人間ほど活発に動き回る哺乳動物はいない | 中村祐介 オフィシャルブログ 「中村祐介のユーマネーダイアリー」 Powered by Ameba

人間ほど活発に動き回る哺乳動物はいない

ナショナル ジオグラフィック125周年特別号が発売されています。この中の表紙、開くとまた表紙がでてきます。そんな表紙が中に4つ。

「野生の楽園 WILDEST」
「微小な世界 SMALLEST」
「地球の頂点 HIGHEST」
「未知の深海 DEEPEST」

「終わりなき 探求の旅路」「限界への挑戦」と銘打つ、本号はまさに記念すべき一冊。創刊当時にナショナル ジオグラフィックが作成した世界地図と、現在のナショナル ジオグラフィックが作成した世界地図が裏表にプリントされた地図が付録でついてきます。
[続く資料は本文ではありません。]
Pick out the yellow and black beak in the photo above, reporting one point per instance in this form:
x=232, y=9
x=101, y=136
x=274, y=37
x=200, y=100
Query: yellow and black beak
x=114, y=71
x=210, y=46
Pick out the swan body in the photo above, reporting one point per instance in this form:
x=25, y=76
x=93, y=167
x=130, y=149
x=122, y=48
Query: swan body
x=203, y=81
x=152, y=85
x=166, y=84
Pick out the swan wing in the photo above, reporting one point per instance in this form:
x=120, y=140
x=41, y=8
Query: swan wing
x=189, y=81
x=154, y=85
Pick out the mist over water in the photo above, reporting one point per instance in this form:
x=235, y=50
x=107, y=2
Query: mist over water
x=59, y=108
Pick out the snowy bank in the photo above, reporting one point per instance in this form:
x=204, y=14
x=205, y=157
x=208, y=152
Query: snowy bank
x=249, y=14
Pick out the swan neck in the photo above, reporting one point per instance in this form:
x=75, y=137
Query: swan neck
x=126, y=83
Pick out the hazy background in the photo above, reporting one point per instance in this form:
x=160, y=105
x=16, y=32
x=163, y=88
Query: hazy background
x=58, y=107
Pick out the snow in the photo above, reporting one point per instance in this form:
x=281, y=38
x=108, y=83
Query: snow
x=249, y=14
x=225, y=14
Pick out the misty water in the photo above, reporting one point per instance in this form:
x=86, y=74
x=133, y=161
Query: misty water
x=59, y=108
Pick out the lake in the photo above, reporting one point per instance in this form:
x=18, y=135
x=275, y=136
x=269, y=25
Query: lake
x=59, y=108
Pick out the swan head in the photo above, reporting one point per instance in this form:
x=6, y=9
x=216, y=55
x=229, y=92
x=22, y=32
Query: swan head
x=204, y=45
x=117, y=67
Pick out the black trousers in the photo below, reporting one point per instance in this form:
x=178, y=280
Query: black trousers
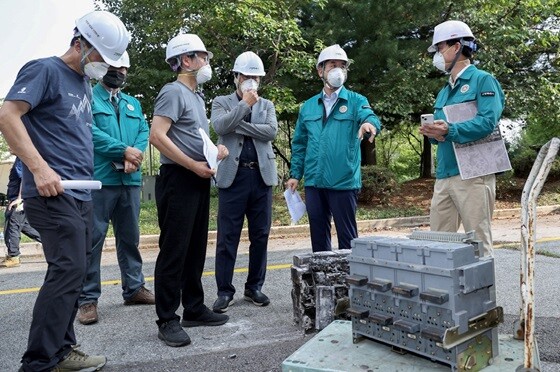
x=247, y=196
x=65, y=225
x=323, y=205
x=183, y=206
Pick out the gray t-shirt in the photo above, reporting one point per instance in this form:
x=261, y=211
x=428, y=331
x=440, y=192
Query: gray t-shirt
x=59, y=122
x=187, y=112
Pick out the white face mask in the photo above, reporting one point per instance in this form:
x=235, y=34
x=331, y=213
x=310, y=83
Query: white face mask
x=439, y=62
x=96, y=70
x=249, y=84
x=336, y=77
x=203, y=74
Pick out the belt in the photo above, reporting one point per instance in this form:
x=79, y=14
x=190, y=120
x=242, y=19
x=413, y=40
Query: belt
x=250, y=165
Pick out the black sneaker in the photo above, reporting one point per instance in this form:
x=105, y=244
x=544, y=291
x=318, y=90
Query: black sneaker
x=257, y=297
x=206, y=318
x=222, y=304
x=172, y=334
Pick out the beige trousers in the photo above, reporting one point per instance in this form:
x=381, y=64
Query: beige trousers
x=470, y=202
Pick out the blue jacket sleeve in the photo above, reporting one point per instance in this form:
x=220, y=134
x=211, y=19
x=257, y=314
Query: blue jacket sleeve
x=366, y=114
x=299, y=146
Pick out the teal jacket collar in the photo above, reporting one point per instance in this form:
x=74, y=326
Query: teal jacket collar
x=343, y=94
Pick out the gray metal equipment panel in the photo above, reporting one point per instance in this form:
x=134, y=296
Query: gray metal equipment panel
x=432, y=298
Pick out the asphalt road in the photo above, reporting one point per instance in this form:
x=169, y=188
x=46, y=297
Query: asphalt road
x=255, y=339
さすがに特別号だけあって、読み応えがあるのですが、中でも僕が感銘を受けたのはサイエンスライターのデビッド・ドブズがが書いた「落ち着きのない遺伝子」です。人類は役6万年前にアフリカを出て以来、未知の領域にあえて挑戦し、未踏の陸地を発見し、新たな可能性を追求してきました。それは今なお続く人類の物語です。

「落ち着きのない遺伝子」では、こうした人類の「尋常ならざる探求心」の源について探ります。


「これほど活発に動き回る哺乳動物はほかにいません」と語るのは、ドイツのライプチヒにあるマックス・プランク進化人類学研究所のスバンテ・ペーボだ。彼は遺伝学の立場から、人類の起源を探っている。「今いる場所でも十分生きていけるのに、境界を乗り越え、新天地を目指す。ほかの動物はこんなことはしません。同じ人類でも、ネアンデルタール人は10万年以上繁栄しましたが、世界各地に広がったわけではありません。ところが私たち現生人類(ホモ・サピエンス)は、たった5万年で世界中に広がりました。ある意味、尋常ではありませんよ。何が待ち受けているかわからないのに大海原へ船を進め、さらに火星にまで行こうという勢いです。私たちは決して立ち止まらない。これは、なぜでしょう?」——p61,落ち着きのない遺伝子


この謎を解く鍵として、ドーパミンD4受容体の遺伝子DRD4。およそ20%の人が持っているDRD4-7R遺伝子は好奇心や落ち着きのなさと結びつけられる。この遺伝子を持つ人たちは、知らない場所に行きたがり、新しい考えや珍しい食べ物や薬物に飛びつき、人間関係にも新しさを求める。

面白いのは、この遺伝子を持つ人は遊牧生活では持たない人よりも体力や栄養状態が良好な傾向にあるのに対し、定住生活においては、栄養状態が相対的に低くなったそうです。つまり、変化の激しい環境では活躍し、安定した暮らしでは精彩を欠く。

もちろん、この遺伝子がすべて原因というわけではないですが、あくまでそうしたレポートもあるという意味で、興味深いと思いませんか? 確かに不安定な場で強さを発揮する人と、安定した場で強さを発揮する人は、違う個性を感じられることが多いはず。この遺伝子研究を含めた内容が、今後のマネジメントや組織経営にも活かされるなんてことがあったら面白いと個人的には思います。